E agora eu estou aqui, em outra cidade. Acordando com dor nas costas por causa do colchonete azul fininho. Com o Leo do outro lado da linha dizendo que sente a minha falta.
- Segunda-feira eu começo no meu trabalho novo - eu digo, para retomar a conversa, já que o silêncio constrangedor continua.
- Eu sei. - ele podia ser o tipo de idiota que encerraria a frase com apenas eu sei, porque ele realmente sabia, mas ele não faz isso. - E você está nervosa?
- Oh, sim! Estou sim. Mas estou tentando não pensar nisso.
Ele ri.
- E como está tudo ai?
Eu conto sobre o meu chuveiro, que tem um jato de água para cada lado.

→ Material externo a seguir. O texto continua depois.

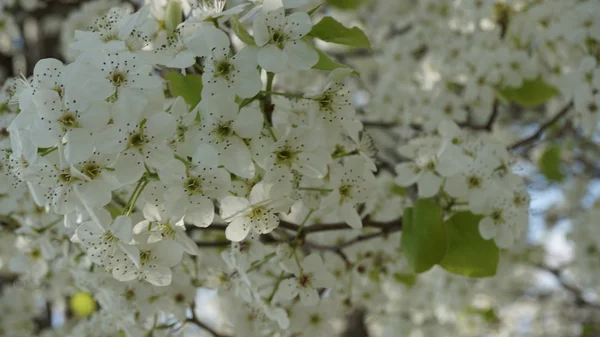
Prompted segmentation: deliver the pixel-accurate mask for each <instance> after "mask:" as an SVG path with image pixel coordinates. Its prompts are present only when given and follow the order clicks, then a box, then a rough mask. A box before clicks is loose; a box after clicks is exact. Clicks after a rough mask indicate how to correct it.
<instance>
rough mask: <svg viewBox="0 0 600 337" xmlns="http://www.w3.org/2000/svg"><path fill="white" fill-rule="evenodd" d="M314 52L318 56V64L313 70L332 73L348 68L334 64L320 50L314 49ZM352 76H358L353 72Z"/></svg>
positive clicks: (356, 74) (330, 58) (329, 57)
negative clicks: (335, 69)
mask: <svg viewBox="0 0 600 337" xmlns="http://www.w3.org/2000/svg"><path fill="white" fill-rule="evenodd" d="M315 50H316V51H317V53H318V54H319V62H317V64H315V65H314V66H313V69H318V70H327V71H332V70H334V69H337V68H350V67H348V66H347V65H345V64H341V63H338V62H336V61H335V60H334V59H332V58H331V57H329V55H327V54H325V53H324V52H322V51H321V50H319V49H317V48H315ZM353 74H355V75H356V76H359V74H358V72H356V71H354V72H353Z"/></svg>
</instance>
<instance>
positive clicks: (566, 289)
mask: <svg viewBox="0 0 600 337" xmlns="http://www.w3.org/2000/svg"><path fill="white" fill-rule="evenodd" d="M536 266H537V267H538V268H540V269H542V270H544V271H547V272H549V273H551V274H552V275H554V276H555V277H556V279H557V280H558V282H559V283H560V285H561V286H562V287H563V288H564V289H565V290H567V291H569V292H570V293H571V294H573V296H575V303H576V304H577V305H578V306H587V307H590V308H594V309H600V303H594V302H590V301H588V300H586V299H585V298H584V295H583V290H582V289H579V288H578V287H576V286H574V285H572V284H569V283H567V282H566V281H565V280H564V279H563V277H562V270H561V269H559V268H553V267H549V266H546V265H542V264H538V265H536Z"/></svg>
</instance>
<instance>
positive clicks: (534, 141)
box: [508, 101, 573, 150]
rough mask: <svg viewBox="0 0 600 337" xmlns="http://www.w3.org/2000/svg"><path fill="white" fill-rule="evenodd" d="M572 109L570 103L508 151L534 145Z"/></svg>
mask: <svg viewBox="0 0 600 337" xmlns="http://www.w3.org/2000/svg"><path fill="white" fill-rule="evenodd" d="M572 107H573V101H570V102H569V103H568V104H567V105H566V106H565V107H564V108H562V109H561V110H560V111H559V112H558V113H557V114H556V115H555V116H554V117H552V118H551V119H550V120H549V121H547V122H546V123H544V124H542V125H540V127H539V128H538V129H537V131H536V132H535V133H534V134H532V135H531V136H529V137H526V138H523V139H521V140H519V141H517V142H515V143H514V144H512V145H510V146H509V147H508V149H509V150H515V149H517V148H519V147H522V146H526V145H529V144H531V143H534V142H535V141H536V140H537V139H538V138H539V137H541V136H542V134H543V133H544V132H545V131H546V130H547V129H548V128H550V127H552V126H553V125H554V124H555V123H556V122H558V121H559V120H560V119H561V118H563V117H565V115H566V114H567V113H568V112H569V111H570V110H571V108H572Z"/></svg>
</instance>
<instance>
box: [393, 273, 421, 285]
mask: <svg viewBox="0 0 600 337" xmlns="http://www.w3.org/2000/svg"><path fill="white" fill-rule="evenodd" d="M394 280H396V282H398V283H402V284H404V285H405V286H407V287H408V288H412V286H414V285H415V283H417V275H415V274H408V273H394Z"/></svg>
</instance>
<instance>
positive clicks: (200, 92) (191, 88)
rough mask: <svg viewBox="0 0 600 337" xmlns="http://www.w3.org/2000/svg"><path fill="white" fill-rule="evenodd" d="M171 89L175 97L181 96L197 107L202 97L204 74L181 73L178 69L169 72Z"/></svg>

Conto sobre o vizinho do lado que ficou ouvindo música clássica alta até as 21 horas e sobre a vizinha da frente que tem trigêmios de dois anos.
- Será que ela fez algum tratamento de fertilidade ou foi natural? - eu pergunto, apesar de achar que um morador desse prédio não teria condições financeiras para pagar um tratamento.
- Eles são gêmeos idênticos?
- Não sei. Para mim eles têm todos cara de bebês.
O Leo acha graça.
- Teu pai vai estar viajando nessa semana, sabia? - ele pergunta com uma voz preocupada. Ele é o único que sabe sobre esse assunto.
- Sim. Eu vi a foto dele no jornal. Ele é bonito, Leo.
- Mas não tanto quanto você.
- Nem como você. - eu respondo com naturalidade, não para ser simpática, mas por ser a mais absoluta verdade.
Ele dá risada e mesmo do outro lado da linha eu consigo imaginar a melancolia de seus olhos.
- Vou ligar para a companhia de mudanças e você pode voltar a dormir, meu a... - ele se corrige a tempo - Jaque.
Depois que eu desligo, eu quase choro. Quase. Porque o sono chega antes e me derruba sobre o colchão fininho.